In PySpark, the udf() function (User-Defined Function) is used to define custom functions that can be applied to DataFrame columns. It allows you to create and use your own functions that are not available in the built-in Spark SQL functions.

The udf() function takes two parameters: the function to be defined and the return type of the function. It returns a Column object that represents the user-defined function.

How to use udf() in PySpark:

from pyspark.sql import SparkSession
from pyspark.sql.functions import udf
from pyspark.sql.types import StringType

spark = SparkSession.builder.getOrCreate()

# Create a DataFrame
data = [("Alice", 25), ("Bob", 30), ("Charlie", 35)]
df = spark.createDataFrame(data, ["Name", "Age"])

# Define a custom function using udf()
def add_greeting(name):
    return "Hello, " + name

# Register the custom function as a UDF
greeting_udf = udf(add_greeting, StringType())

# Apply the UDF to a DataFrame column
df_with_greeting = df.withColumn("Greeting", greeting_udf(df["Name"]))

# Show the DataFrame with the new column
df_with_greeting.show()

Output:

+-------+---+--------------+
|   Name|Age|   Greeting   |
+-------+---+--------------+
|  Alice| 25|Hello, Alice  |
|    Bob| 30|  Hello, Bob  |
|Charlie| 35|Hello, Charlie|
+-------+---+--------------+

In the example above, we have a DataFrame, df, with two columns, “Name” and “Age”. We define a custom function, add_greeting(), which takes a name as input and returns a greeting string. We use the udf() function to register this function as a UDF with the return type as StringType().
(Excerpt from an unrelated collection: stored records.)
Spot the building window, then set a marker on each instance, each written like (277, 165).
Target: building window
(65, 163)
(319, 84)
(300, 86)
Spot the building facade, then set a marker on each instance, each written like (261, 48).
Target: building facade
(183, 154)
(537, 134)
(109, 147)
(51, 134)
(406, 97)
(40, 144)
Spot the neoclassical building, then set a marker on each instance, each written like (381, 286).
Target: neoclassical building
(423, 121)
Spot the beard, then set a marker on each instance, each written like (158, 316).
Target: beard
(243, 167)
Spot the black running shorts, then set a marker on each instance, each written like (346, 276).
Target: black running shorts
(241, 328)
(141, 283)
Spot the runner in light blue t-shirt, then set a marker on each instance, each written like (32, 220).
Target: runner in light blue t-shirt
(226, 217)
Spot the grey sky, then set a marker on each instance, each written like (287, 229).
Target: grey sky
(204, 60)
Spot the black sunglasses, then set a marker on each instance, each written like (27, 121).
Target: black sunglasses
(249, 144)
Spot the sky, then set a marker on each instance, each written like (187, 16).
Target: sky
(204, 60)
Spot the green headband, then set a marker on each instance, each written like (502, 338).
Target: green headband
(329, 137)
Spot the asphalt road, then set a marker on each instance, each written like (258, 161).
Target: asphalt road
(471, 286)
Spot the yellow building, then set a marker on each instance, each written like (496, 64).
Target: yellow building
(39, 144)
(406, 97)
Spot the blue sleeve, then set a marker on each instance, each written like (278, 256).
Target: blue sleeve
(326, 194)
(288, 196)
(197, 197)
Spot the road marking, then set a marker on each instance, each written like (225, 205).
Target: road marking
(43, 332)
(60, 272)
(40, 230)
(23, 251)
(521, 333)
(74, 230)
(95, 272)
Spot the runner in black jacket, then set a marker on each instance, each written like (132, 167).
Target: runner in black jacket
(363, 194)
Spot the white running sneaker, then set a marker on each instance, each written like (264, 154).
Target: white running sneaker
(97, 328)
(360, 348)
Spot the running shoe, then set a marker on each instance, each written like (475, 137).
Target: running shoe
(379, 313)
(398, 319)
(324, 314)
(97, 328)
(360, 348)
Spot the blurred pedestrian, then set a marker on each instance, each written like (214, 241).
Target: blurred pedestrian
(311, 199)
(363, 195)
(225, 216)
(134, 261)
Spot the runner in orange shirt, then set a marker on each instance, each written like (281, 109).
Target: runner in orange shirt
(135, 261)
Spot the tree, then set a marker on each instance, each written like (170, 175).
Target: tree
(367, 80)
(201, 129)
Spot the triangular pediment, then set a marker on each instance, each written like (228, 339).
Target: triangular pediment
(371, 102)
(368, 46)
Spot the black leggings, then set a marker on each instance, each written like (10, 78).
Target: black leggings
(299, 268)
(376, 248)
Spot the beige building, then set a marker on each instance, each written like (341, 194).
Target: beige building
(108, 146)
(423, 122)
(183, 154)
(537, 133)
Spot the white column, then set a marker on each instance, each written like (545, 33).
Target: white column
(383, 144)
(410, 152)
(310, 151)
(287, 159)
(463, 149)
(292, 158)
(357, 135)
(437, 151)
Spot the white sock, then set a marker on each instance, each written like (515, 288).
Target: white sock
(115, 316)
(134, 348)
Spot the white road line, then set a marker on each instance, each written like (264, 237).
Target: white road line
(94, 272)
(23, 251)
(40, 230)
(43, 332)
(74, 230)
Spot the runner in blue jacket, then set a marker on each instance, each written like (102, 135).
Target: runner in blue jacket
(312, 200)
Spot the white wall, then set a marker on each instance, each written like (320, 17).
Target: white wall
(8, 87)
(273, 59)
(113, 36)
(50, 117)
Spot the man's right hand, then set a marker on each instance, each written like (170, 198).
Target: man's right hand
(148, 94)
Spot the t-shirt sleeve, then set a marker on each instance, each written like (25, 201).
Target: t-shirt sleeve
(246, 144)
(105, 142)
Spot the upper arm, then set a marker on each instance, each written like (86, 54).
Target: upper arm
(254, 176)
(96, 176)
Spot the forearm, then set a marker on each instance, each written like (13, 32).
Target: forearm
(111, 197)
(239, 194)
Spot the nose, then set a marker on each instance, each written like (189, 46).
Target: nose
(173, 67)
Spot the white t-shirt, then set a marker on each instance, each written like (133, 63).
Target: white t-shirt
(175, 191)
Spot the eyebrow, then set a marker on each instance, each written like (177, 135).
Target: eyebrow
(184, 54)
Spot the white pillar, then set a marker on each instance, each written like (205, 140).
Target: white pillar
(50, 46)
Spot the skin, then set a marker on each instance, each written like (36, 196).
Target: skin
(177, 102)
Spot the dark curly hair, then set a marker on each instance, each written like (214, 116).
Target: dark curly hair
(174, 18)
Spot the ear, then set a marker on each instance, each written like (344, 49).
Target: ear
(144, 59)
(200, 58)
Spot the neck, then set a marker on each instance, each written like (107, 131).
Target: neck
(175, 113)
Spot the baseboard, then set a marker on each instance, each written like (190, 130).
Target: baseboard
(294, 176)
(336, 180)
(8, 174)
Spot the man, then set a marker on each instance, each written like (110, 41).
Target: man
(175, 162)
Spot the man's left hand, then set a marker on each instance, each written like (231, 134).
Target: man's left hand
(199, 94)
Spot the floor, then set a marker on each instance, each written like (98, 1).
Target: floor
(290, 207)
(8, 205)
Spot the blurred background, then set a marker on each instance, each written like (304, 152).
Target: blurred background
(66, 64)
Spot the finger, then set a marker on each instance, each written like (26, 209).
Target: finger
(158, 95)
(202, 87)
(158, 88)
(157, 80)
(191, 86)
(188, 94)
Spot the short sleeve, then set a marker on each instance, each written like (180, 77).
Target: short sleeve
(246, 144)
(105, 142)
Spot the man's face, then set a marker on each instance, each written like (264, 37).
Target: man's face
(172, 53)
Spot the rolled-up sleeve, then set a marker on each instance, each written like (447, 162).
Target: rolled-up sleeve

Then, we apply the UDF to the “Name” column of the DataFrame using the withColumn() function, creating a new column called “Greeting”. Finally, we display the DataFrame with the new column using the show() function.

By using udf(), you can extend the functionality of PySpark by defining your own functions and applying them to DataFrame columns. It provides flexibility and allows you to perform custom data transformations or calculations that are not available in the built-in Spark SQL functions.